Somebody heard something. Somebody saw something. Somebody knew something. Meanwhile, Professor Donald G. Claxton was offered protective custody but refused it, leaving Parry to put a couple of men on him, reckoning that if Oniiwah had given up Claxton as the possible killer in the Linda Kahala case, then Claxton would next disappear. And if a white man, however despicable of character, happened to be beaten or killed by kanakas…

All efforts at locating Oniiwah looked bleak until news came over the wire that the body of a young Hawaiian male was found floating in relatively remote Waimanalo Bay just northwest of Makapuu Beach Park and the Sea Peace Museum and whaling village at Waimea Falls.

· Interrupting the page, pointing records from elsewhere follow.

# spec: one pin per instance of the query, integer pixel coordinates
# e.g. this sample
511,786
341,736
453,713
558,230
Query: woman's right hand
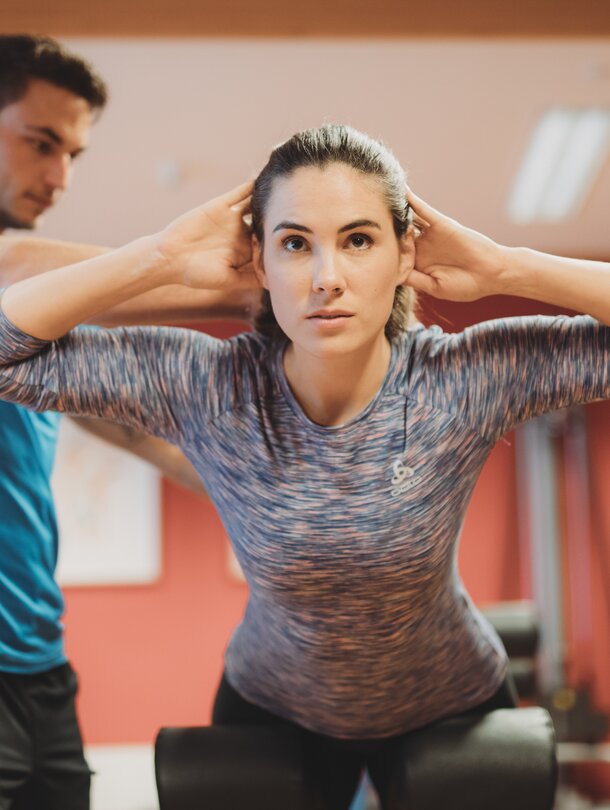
210,246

Parry grabbed Jessica and drove as if possessed through the Pali Tunnel on State Route 63. The tunnel, carved through the dark bowels of the mountain, took them to the other side of the island. There they sped southeast on State 72, Parry praying they wouldn't find the body of the hapa Japa he'd rousted at Paniolo's the night before.

They arrived at a scene already secured by uniformed officers from the district, finding the usual curious onlookers edging closer to have a better look, necks craned, the crowd absurdly held at bay by hundreds of yards of black and yellow plastic ribbon. The streamer tape formed a series of U's and W's where it dangled and flailed in the wind, extended at intervals between coconut trees along the mile-long stretch of beach.

Jessica could tell two things at a distance: Her cane would be useless in the sand, and the body was extremely fresh. She left her cane and heels in Parry's new vehicle-a sporty-looking new Dodge Stealth-pulled a lab coat over her blouse and slacks, grabbed her medical bag and trudged after Parry, who'd not bothered to wait, anxious to know the truth he feared.

She'd sensed his growing anxiety as the day had worn on, and with no sign or word of George Oniiwah until this, Jim was understandably concerned.

If it was Oniiwah's body out on the sand, Jim would bury Hal Ewelo. Jessica had caught a glimpse of the man in lockup, and had found Halole “Paniolo” Ewelo not at all like Joe Kaniola. Joe, despite grief over his son, despite his frustration and the fact that he'd lied to her, had never displayed a fraction of the malevolence found in Ewelo's eyes. Paniolo was a big, burly man whose leathery face-never the same twice-folded with light and shadow as he walked through the dimly lit corridors between holding cell and interrogation room. He looked powerful enough to snap a boy like George Oniiwah in two, and his smile, which could not be wiped away by his predicament, was that of a crocodile.